I came here to meet him. Israeli newspapers only carry patriotic stories these days, even on the culture pages. I've made several sacrifices, choosing not to write in a way that goes against my conscience. It ended up so that soon I'll be starving.
I finally agreed to go south and write about military entertainment troups who perform for kids in the bomb shelters, not fully happy about it. Then, following the guitar yielding sodier into the shelter, I bumped into Amir.
We were both stunned. Amir is a friend of Flashky and one of Israel's most talented young concert musicians (he appears in a photo on this blog, two posts ago, playing the double bass with Merhav Yeshoron). Currently doing his regular service, Amir and his talent were conscripted to bring some joy into this region. I decided to join him for the day. He was headed for the bus. I boarded too. There was combat gear on the vacant seats.
On other seats sat Israel's youngest and brightest musicians. The military accepted them as "excelling musicians" sending them to perform classical music to soldiers in times of peace. Now, at wartime, they must switch repertory in order to please a much younger audience. Amir swapped the bass and the Baroque recorder, his usual instruments, for a "darbouka" Arab drum. Him and his troup mates: Inon the guitar player and Gilli the flutist spent the ride trying to figure out what songs Ashdod's kids would like.
We soon arrived at a shelter in Ashdod's working class "Gimmel" neighborhood.
The kids liked theme songs from television programs, they liked Mizrachi songs, they loved playing along,
but most of all, they completely adored the performers.
The irony is obvious, a qassam shot away, young people wearing the same uniforms are actually killing children.
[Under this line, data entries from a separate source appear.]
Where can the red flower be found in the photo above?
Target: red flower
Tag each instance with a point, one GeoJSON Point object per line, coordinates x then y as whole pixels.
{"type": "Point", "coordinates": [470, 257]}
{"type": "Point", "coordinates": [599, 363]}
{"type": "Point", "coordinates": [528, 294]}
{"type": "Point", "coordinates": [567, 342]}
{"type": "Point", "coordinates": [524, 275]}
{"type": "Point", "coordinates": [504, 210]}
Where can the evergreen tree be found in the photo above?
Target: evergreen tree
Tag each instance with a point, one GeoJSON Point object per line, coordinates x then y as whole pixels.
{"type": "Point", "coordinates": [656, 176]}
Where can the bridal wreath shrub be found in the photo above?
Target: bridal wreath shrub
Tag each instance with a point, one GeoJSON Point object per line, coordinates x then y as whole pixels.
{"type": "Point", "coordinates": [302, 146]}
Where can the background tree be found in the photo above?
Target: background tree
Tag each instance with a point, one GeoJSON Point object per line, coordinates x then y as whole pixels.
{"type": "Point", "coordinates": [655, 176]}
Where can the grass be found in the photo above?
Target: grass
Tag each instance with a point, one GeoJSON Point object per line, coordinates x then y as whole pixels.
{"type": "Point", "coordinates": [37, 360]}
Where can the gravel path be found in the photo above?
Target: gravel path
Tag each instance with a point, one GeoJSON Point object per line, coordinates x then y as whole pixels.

This is painful to percieve, yet is hardly the fault of the "excelling musicians", who chose to spend their military service making music rather than war, nor certainly of the kids who are living now for weeks in a scary, difficult situation, without school or much of a sense of normality. I decided to give a hand myself and taught them how to sing Arik Einstein's "My Mommy". Call it unjournalistic behaviour.
Back on the bus, we were joined by members of the IDF's theatre troup. Their improv show, designed for soldiers, had to be adjusted to fit seven year olds. It worked! they were all high on the experience, playing around with the combat gear and being goofy with the musical instruments.
I, too was still inspired.
The landscape around us was spelendidly peaceful (we were instructed that if an alarm sounds we must leave the bus, go as far away from it as possible and lie with our stomachs to the ground and our hands over the backs of our heads).
Finally we arrived in Sderot, a mere 5 kilometers from the fence surrounding the Gaza strip. While Sderot isn't exactly a ghost town, most of the people around were memebers of the media. the street leading up from the main shopping center is a forest of television cameras. I haven't been to Sderot in a year or so. It has changed in another way: the bus stops have been fortified with concrete and can serve as shelters at an emergancy.
The musicians were brought into the bomb shelter of an apartment building in a socio-economically weak neighborhood. Many of the residents here are of Ethiopian origin and at least one family is actually Arab - of Bedouin stock. What the Ashdod kids have been experiencing for a week, the kids here have grown up with. Add to this the usual problems kids face in slums, and you have a nice coctail.
Their parents received the soldiers as gods, instantly showering them with requests for militant songs these pacifist Tel-Avivians have never heard of. Actually performing was futile, this became, instead, a party.
Again, it was difficult to decide who's cuter, the kids or the musicians. I have my nominee for cutest of the day, and perhaps cutest of the war. I found him at a far back room of the shelter, building a winged car out of Legos. There were only so many Lego pieces there and only so much light and the room smelled moldy and a war was going on, but he was focused on creating, oblivious to it all for one sweet, brief moment, like we all were.